Classé patrimoine national au Gabon, l’iboga, une plante hallucinogène utilisée lors de rites traditionnels, est, depuis mercredi, interdite à la consommation en France. L’Agence française de sécurité sanitaire en a décidé ainsi après le décès de deux consommateurs en 2005 et 2006. La mission de lutte contre les dérives sectaires insiste sur sa dangerosité lorsque sa consommation n’est pas encadrée.

« Aujourd’hui, l’iboga et l’un de ses composants, l’ibogaïne (et certains produits dérivés), sont classés comme stupéfiants par le Ministre de la Santé et des Solidarités », a annoncé mercredi l’Afssaps (Agence française de sécurité sanitaire des produits de santé) dans un communiqué. L’organisme français enquêtait depuis 2005 sur les effets néfastes de cette plante à la suite du décès d’un homme qui en aurait consommé dans le cadre d’un stage chamanique. L’iboga est cultivé dans les forêts d’Afrique centrale, particulièrement au Gabon, où il est classé patrimoine national. Sa racine est traditionnellement utilisée dans le cadre du culte bwiti, un rite initiatique hérité des pygmées et qui marque le passage à l’âge adulte.

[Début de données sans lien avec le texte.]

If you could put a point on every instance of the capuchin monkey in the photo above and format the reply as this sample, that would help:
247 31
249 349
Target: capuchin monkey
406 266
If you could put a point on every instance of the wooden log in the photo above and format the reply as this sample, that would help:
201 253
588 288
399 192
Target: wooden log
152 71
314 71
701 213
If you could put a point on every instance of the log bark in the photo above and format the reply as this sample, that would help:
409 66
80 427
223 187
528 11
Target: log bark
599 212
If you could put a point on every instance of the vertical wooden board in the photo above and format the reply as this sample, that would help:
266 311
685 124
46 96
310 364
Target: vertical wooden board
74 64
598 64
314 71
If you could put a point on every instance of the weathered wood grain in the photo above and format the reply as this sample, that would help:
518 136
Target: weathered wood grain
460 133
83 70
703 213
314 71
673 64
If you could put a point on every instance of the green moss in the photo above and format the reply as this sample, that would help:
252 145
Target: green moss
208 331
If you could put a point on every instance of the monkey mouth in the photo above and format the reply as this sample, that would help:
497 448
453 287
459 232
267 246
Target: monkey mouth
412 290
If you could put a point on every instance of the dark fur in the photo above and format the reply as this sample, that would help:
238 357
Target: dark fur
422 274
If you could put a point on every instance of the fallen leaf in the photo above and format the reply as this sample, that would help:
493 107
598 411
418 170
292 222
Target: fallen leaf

Le problème est que sa consommation sans surveillance, et associée à d’autres drogues ou à de l’alcool, pourrait entraîner la mort. La vigilance de l’Afssaps a redoublé suite au nouveau décès d’une personne, Jerry, qui en avait ingurgité et dont le corps a été retrouvé le 18 juillet 2006, à La Voulte-sur-Rhône, en Ardèche (France). L’iboga est interdite aux Etats-Unis depuis 1966, de même qu’en Suisse et en Belgique.

« Apprentis sorciers »

L’Afssaps n’est pas le seul organisme à s’être intéressé à la plante. La Miviludes (Mission interministérielle de vigilance et de lutte contre les dérives sectaires) s’est inquiétée dans ses rapports 2005 et 2006 de l’utilisation de l’iboga, en France, dans le cadre du « développement de la mouvance New Age », désignant des groupes qui développent « des pratiques guérisseuses, d’épanouissement personnel parfois fondées sur le chamanisme ». Mais la mission pointait surtout son utilisation par des mouvements sectaires qui profiteraient de l’état de faiblesse créé chez les consommateurs pour « asseoir une doctrine ».

Elle souligne que « dans le cadre du rituel africain, c’est un sorcier guérisseur, maîtrisant la pratique [bwiti] (…) qui organise la cérémonie et “initie” le sujet selon les coutumes ancestrales. Cela, regrette-t-elle, ne semble malheureusement pas être le cas dans les stages proposés en France, où l’on peut parler, au sens propre, “d’apprentis sorciers” » C’est pourquoi elle interroge « particulièrement » le ministère de la Santé « sur l’encadrement de la consommation de l’iboga ».

Pourtant, à la suite de l’information judiciaire ouverte par le parquet de Privas pour « homicide involontaire » et « mise en danger d’autrui », suite au décès de la Voulte-sur-Rhône, c’est bien le nganga (le maître de cérémonie) qui a été emprisonné à la maison d’arrêt de Valence le 27 janvier dernier. Herman Nzamba Boussougou, dit « Mallendi », tradipraticien de 26 ans agréé au Gabon, a pourtant prouvé aux autorités qu’il était absent du territoire français le jour de la cérémonie qui a coûté la vie à Jerry. Celles-ci lui reprochent le millier de cérémonies qu’il explique avoir dirigé depuis qu’il officie en France.

Après un premier refus, le juge des libertés a accepté sa libération voilà moins d’un mois. La femme qui a avoué avoir donné l’iboga à Jerry, malgré le fait qu’il ait pris de la méthadone et de l’alcool, a été mise en examen pour les mêmes chefs d’accusation que lui mais elle n’a jamais été incarcérée. « Le plus surprenant est que Mallendi reste accusé de mise en danger de la vie d’autrui, pour touts les cérémonies auxquelles il avoue avoir participé, mais aussi d’homicide involontaire, alors qu’il était en Afrique lorsque l’accident s’est produit, regrette Gérard Estier, de l’association Meyaya, qui organisait la cérémonie.